Many of these same features have been identified as
correlates of affect intensity in humans. Thus, variation in
amplitude, tempo, F 0 , F 0 range, and F 0 contours are among
the most commonly cited features associated with arousal
variation reviewed in Murray and Arnot, 1993; Scherer,
1995; Bachorowski, 1999. Although their connection to different discrete emotions e.g., joy, sadness, anger, surprise is
more equivocal, increases in each feature are typically associated with an increase in generalized psychophysiological
arousal.

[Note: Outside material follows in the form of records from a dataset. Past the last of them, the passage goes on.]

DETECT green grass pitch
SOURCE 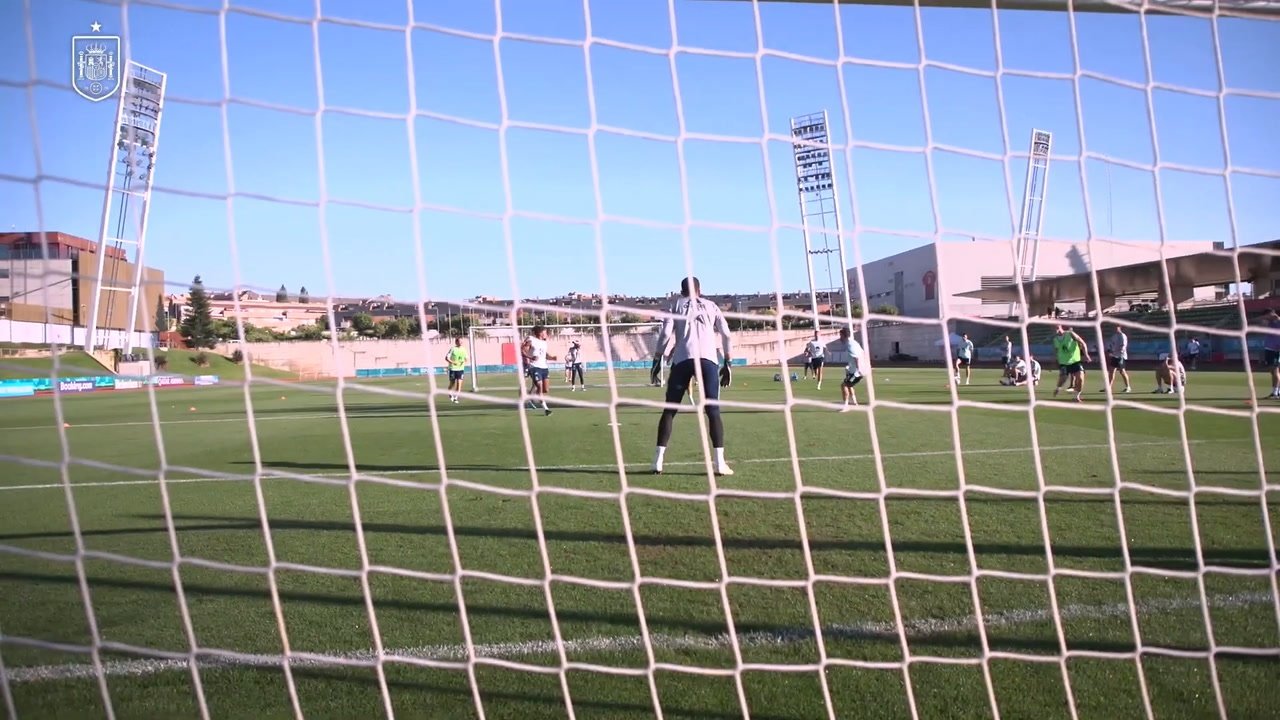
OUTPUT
[0,369,1280,720]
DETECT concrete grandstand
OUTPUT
[850,241,1280,361]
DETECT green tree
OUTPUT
[156,295,169,333]
[210,320,240,341]
[180,275,218,348]
[351,313,375,334]
[374,319,401,340]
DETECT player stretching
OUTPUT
[1245,310,1280,400]
[1151,352,1187,395]
[840,328,863,413]
[520,325,556,415]
[564,340,586,392]
[956,333,973,384]
[653,277,733,475]
[1098,325,1133,392]
[1053,325,1093,402]
[804,331,827,389]
[444,337,467,402]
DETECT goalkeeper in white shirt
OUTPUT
[520,325,556,415]
[653,277,733,475]
[804,331,827,389]
[840,328,863,413]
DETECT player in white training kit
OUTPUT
[840,328,863,413]
[804,331,827,389]
[520,325,556,415]
[1098,325,1133,392]
[653,277,733,475]
[1151,352,1187,395]
[955,333,973,384]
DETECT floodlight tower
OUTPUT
[791,110,851,328]
[1015,129,1053,282]
[81,60,166,352]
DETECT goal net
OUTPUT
[467,323,666,392]
[0,0,1280,720]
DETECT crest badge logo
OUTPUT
[72,23,122,102]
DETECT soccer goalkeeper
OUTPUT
[653,277,733,475]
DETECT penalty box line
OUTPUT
[0,592,1274,683]
[0,439,1213,492]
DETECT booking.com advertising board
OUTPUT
[0,375,221,397]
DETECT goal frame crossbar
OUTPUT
[467,320,666,392]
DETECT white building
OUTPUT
[849,240,1216,360]
[849,240,1215,319]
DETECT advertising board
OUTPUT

Several additional features related to voice quality
are also commonly examined as indices of affect intensity in
humans. These include short term variation in the frequency
and amplitude of vocal-fold vibration jitter and shimmer, respectively, and the relative emphasis of F 0 compared to its harmonics. These various measures of voice
quality are often connected to perceptions of roughness,
hoarseness, or breathiness in the voice and have been studied
as potential indices of age and vocal pathology, but also of
arousal variation e.g., Williams and Stevens, 1972; van Bezooyen, 1984; Bachorowski and Owren, 1995a; Protopapas
and Eimas, 1997; Protopapas and Lieberman, 1997.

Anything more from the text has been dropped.